In his order, Vidmar said Kokesh “specifically targeted smaller investors [$5,000 or less] because they would be less likely to sue if they discovered his schemes. Based on these circumstances, the court finds that defendant’s actions were egregious.”

Vidmar’s judgment also discusses a $6.1 million withdrawal in 2000 for “payments falsely described in SEC reports as tax distributions. Defendant personally received more than 90 percent of the money. Defendant knew the money he received was not related to a tax liability, but he did not return the money to the funds. Defendant paid only $10,304 in federal taxes in 2000.”

A year ago, the U.S. Court of Appeals for the 10th Circuit affirmed the trial judge’s decision.

“There is nothing punitive about requiring a wrongdoer to pay for all the funds he caused to be improperly diverted to others as well as himself,” said the opinion by a three-judge panel of the appeals court.

Petitioners in the case argue there has to be some limit on how far back the SEC can go in retrieving money, and not imposing that limit is an undue burden on investment firms.

“Allowing the SEC to pursue what it deems to be equitable relief based on conduct more than five years old would create a cloud of potential liability over every participant in the financial markets, and an ever-present fear that decades-old conduct could give rise to an enforcement action at any moment,” writes the Cato Institute of Washington, D.C.

In a brief on behalf of Cuban, the law firm Brown Rudnick writes, “As a firsthand witness to and victim of SEC overreach, Mr. Cuban has an interest in supporting petitioner’s appeal in this case, and in particular demonstrating that Congress has never given the SEC the power it has attempted to arrogate to itself.”

Known for his basketball franchise, Cuban is also featured in the ABC reality show Shark Tank, which profiles and funds startup business ideas.

Kokesh himself could not be reached for this story.

Some of the money Kokesh made during his time in Santa Fe went toward purchasing the Santa Fe Horse Park, which was used for recreational and collegiate-level polo matches and equestrian events. Both the horse park and Kokesh’s personal property were taken in foreclosure in April 2014.

It was sold by its lenders to two families who are now operating HIPICO Santa Fe, which brings world-class horse jumping and grand prix events to Santa Fe in the summer.

One of Charles Kokesh’s sons, Adam Kokesh, is a former U.S. Marine who ran unsuccessfully for the Republican nomination for New Mexico’s 3rd Congressional District in 2010. He is also a gun-rights advocate who proposed a march of people with guns into Washington, D.C., on July 4, 2013.

He canceled the demonstration but uploaded a video of himself loading a shotgun a block from the White House that day, prompting an investigation that led to a search of his home in northern Virginia.

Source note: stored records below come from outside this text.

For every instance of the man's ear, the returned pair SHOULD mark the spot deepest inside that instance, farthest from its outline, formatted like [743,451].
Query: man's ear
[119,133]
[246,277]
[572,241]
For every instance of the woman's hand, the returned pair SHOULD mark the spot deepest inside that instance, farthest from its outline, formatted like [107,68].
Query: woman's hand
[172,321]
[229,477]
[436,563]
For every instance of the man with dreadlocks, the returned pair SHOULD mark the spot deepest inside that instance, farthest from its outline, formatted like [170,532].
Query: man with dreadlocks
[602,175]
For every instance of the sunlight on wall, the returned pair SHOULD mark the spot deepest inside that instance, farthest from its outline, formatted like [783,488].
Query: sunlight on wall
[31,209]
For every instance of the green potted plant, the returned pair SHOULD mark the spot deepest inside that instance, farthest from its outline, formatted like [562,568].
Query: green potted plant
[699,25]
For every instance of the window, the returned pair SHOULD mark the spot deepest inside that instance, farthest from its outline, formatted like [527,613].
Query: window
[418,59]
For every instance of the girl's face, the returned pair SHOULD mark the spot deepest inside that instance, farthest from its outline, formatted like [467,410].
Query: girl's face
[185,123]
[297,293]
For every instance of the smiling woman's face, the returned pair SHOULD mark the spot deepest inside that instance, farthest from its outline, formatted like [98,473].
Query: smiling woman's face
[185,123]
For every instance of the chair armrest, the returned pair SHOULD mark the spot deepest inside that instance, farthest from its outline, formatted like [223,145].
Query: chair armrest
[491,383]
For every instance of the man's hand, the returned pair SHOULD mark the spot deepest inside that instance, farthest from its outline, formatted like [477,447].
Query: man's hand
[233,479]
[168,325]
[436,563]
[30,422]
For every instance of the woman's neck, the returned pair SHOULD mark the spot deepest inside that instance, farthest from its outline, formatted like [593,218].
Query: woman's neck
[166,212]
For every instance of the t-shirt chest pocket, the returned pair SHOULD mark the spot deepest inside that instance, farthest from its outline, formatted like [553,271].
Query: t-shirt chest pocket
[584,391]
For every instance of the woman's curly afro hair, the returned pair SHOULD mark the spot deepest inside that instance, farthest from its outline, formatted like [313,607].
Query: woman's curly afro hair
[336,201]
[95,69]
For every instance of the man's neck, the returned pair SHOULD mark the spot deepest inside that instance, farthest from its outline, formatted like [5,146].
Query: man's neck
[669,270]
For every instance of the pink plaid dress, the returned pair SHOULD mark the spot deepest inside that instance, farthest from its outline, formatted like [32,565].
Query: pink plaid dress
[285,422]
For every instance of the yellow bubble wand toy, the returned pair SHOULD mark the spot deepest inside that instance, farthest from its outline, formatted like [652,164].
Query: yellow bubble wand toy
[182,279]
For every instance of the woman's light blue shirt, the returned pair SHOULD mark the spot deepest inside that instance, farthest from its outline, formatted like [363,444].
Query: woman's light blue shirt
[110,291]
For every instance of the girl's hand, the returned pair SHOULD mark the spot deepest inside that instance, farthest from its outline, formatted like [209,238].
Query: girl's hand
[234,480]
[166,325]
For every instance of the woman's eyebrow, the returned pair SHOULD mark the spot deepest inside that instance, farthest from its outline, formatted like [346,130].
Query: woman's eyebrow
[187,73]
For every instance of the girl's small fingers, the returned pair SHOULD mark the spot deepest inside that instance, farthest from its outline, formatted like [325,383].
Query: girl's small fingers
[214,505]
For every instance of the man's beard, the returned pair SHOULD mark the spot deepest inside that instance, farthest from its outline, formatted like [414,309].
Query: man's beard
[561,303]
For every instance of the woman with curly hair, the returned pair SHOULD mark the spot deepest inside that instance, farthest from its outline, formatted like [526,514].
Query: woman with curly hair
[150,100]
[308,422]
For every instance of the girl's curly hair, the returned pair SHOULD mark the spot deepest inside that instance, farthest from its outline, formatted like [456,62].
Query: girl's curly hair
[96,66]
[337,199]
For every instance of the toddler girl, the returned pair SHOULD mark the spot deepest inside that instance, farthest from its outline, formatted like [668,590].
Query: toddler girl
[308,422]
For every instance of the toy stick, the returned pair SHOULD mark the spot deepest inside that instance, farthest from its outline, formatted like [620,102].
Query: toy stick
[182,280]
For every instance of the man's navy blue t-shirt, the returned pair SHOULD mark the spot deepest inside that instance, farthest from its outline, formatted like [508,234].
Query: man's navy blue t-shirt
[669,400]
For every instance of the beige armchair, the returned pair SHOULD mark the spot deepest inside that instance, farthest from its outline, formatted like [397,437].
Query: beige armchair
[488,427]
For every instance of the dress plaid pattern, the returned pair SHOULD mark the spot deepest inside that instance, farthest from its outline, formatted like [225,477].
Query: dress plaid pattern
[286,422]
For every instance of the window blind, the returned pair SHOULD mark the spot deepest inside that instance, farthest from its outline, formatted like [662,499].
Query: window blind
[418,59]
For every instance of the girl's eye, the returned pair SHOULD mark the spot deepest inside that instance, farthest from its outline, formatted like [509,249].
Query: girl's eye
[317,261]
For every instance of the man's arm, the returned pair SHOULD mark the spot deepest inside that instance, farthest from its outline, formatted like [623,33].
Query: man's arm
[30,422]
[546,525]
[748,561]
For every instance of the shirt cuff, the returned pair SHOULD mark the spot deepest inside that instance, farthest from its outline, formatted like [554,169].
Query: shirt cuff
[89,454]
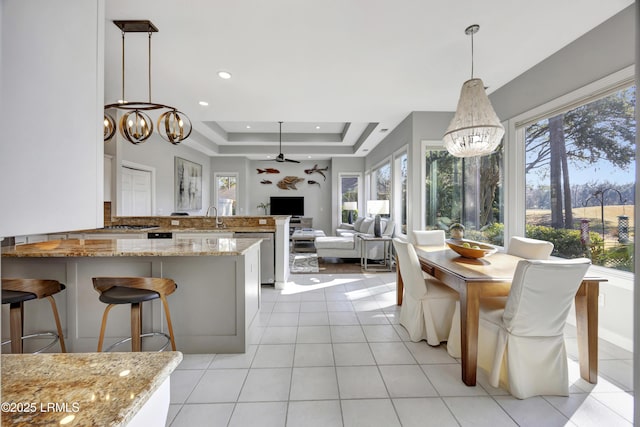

Police say they found hallucinogenic mushrooms.

Adam Kokesh now earns moneyfrom a YouTube channel, called Freedom 2020.

As for Marrs, Charles Kokesh’s lawyer, he worked for the U.S. Department of Justice, doing tax litigation in Washington, before opening a private law practice in Albuquerque in 1990. He is now part of the Marrs Griebel Law Firm. He met Kokesh almost immediately after the SEC charged him.

“I’ve always enjoyed SEC cases, and it’s ironic that here I am in New Mexico with an SEC case going to the Supreme Court,” he said. “It’s been quite a saga.”

Still, he said, when he argued the case at trial, he was battling five government attorneys, and Kokesh lacked the money to present exhibits.

If he prevails in the Supreme Court, Marrs said, he will probably write to Cuban: “Hey, I’m the lawyer who got the case to the Supreme Court. Let’s watch a game together.”

Even if Kokesh loses, it is unlikely the government will get its money. State courts have already tried to collect from the former financier, who was living at the horse park in a trailer when the bank evicted him during a foreclosure process.

“Mr. Kokesh is insolvent,” Marrs wrote in a court filing for the securities case.